The Midwife’s Scream in the Prison Hospital

That morning, the prison hospital was cloaked in an eerie silence. No slamming doors echoed through the corridor, no angry voices rose from the cells—only a stillness so unnatural that it unsettled everyone on duty.

“Who’s scheduled today?” the duty nurse muttered, fanning out a stack of worn inmate files across the desk.

The midwife, an older woman whose tired eyes had seen decades of hardship, barely looked up. She had witnessed it all: mothers delivering babies in chains, cries that faded into silence, and tragedies too painful to record. Yet something about this day carried a weight she couldn’t shake.

“Inmate number 1462,” the nurse replied. “Labor could start any moment. She came from the east block a month ago. No family, no records, not even a medical history. She barely talks.”

The midwife raised a brow. “Barely?”

“She just nods. Doesn’t meet anyone’s eyes. Like she’s shut herself away from the world.”

Moments later, the heavy iron door creaked open. Inside the dim cell-turned-hospital room, a young woman lay on a narrow metal bed, hands clutching her swollen belly. Her face was pale, her hair tangled, and though she was about to give birth, she showed no fear, no pain—only a chilling calm, as if she had already surrendered to fate.
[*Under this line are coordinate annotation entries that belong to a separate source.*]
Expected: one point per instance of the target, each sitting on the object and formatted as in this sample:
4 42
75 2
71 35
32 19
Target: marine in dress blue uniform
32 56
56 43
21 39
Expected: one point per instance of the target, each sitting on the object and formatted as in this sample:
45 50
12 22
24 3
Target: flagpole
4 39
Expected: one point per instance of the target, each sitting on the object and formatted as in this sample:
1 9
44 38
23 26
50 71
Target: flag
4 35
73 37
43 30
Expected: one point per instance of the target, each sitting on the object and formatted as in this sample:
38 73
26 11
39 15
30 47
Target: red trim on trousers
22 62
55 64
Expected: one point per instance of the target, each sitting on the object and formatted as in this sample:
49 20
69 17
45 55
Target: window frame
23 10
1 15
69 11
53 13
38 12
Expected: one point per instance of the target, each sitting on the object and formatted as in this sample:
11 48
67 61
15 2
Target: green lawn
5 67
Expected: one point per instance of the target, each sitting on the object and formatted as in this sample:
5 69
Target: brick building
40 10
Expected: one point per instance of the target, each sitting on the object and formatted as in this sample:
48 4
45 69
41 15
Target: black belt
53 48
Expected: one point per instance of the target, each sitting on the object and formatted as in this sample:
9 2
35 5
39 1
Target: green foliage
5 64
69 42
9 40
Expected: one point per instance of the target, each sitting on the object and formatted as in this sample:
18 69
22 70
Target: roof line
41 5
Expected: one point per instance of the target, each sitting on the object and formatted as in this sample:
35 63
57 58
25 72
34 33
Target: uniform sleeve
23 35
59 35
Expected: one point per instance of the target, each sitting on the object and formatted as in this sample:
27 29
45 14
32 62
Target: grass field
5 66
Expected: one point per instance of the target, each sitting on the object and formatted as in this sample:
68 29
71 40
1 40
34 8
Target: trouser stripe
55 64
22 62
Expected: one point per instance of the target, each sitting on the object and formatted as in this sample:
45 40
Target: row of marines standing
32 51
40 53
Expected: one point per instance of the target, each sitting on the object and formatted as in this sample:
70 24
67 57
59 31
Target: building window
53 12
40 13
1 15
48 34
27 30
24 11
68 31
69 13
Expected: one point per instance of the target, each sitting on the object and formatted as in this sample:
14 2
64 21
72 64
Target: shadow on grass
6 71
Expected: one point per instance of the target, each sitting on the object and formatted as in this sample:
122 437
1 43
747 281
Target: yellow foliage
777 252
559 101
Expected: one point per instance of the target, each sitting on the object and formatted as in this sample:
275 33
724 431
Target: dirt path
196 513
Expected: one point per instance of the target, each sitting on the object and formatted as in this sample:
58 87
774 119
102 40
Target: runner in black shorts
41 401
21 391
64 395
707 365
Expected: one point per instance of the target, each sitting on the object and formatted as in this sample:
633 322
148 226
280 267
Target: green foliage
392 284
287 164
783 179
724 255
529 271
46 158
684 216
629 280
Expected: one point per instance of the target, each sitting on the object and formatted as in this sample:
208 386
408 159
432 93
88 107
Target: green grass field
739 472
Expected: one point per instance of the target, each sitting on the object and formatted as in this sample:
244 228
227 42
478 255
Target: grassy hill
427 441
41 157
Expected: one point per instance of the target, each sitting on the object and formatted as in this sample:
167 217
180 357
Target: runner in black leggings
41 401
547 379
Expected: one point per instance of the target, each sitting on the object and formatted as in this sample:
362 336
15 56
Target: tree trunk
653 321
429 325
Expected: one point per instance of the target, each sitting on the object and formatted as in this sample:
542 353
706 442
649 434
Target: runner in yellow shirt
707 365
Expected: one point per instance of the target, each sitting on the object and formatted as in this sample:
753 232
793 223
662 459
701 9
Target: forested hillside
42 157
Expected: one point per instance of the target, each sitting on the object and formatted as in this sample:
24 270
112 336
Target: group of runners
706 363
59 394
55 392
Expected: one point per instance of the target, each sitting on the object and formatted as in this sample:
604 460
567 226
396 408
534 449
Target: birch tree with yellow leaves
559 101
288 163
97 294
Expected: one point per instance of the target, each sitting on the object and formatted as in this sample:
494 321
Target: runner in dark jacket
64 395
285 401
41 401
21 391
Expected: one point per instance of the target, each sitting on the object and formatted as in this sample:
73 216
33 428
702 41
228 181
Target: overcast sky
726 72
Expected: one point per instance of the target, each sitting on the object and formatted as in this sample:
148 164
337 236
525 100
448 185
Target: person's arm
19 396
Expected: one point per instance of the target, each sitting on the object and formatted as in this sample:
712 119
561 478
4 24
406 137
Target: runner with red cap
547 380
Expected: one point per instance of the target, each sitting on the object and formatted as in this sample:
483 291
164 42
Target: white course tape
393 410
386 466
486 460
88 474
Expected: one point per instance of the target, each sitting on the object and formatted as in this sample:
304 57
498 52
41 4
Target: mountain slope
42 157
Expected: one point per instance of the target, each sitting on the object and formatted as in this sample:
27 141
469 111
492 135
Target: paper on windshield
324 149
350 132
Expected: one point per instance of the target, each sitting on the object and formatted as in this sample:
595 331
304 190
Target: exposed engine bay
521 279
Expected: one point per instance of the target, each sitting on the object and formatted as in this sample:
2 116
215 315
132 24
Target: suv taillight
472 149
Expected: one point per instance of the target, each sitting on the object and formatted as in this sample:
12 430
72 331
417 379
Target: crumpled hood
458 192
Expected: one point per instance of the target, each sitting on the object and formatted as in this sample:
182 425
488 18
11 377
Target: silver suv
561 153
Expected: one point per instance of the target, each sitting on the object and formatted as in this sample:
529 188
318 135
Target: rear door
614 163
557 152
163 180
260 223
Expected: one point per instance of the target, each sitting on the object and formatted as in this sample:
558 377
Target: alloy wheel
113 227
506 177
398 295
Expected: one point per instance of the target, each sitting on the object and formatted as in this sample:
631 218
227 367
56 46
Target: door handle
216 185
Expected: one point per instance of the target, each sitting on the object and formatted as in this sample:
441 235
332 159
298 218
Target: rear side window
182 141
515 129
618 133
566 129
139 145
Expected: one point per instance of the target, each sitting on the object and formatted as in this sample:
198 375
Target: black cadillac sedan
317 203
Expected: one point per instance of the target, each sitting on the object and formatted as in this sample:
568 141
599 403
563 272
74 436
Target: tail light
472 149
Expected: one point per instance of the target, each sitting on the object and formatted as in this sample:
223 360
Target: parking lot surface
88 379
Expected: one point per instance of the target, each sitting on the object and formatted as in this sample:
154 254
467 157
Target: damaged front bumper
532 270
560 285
The midwife stepped closer.
“Hello,” she said softly. “I’ll stay with you through the delivery. May I examine you?”

The woman gave the faintest nod.

The midwife leaned in—and froze. Her eyes widened, her skin drained of color. A scream ripped from her throat.

“Call a priest—immediately! 😱😱”

Where the steady rhythm of a tiny heart should have been, there was only silence. She pressed again, desperate, but still nothing.

“I can’t hear a heartbeat,” she whispered.

The guards shifted uneasily. The tension grew heavier with each passing second.

Then, without warning, labor began. The contractions were strong, forcing action over fear. “Call a priest!” the midwife ordered. “If this child is stillborn, he must not leave in silence—only with prayer.”

The woman on the bed didn’t flinch. She only gripped the sheet tighter, her knuckles white.

And then—a sound. Faint at first, like a distant flutter. Then again, stronger. A heartbeat. Weak, irregular, but alive.

“It’s alive,” the midwife breathed.

What followed was a battle for every minute. The woman’s screams tore through the room, the guards held her down as waves of agony shook her body, and the midwife fought with all her skill to deliver the fragile life inside. Time itself seemed to hold its breath.

At last, after hours of struggle, a tiny squeak pierced the silence. First weak, then louder, stronger. A boy. Small, bluish, but breathing.

They rushed to give him oxygen, rubbing him until his chest lifted more steadily. Then, suddenly, the room filled with the sharp, desperate cry of a newborn fighting for life.

The midwife sagged with relief, wiping sweat from her brow. “Thank you, Lord…” she whispered.

For the first time since her transfer, the inmate raised her eyes. And through exhaustion, through sorrow, a fragile smile broke across her face.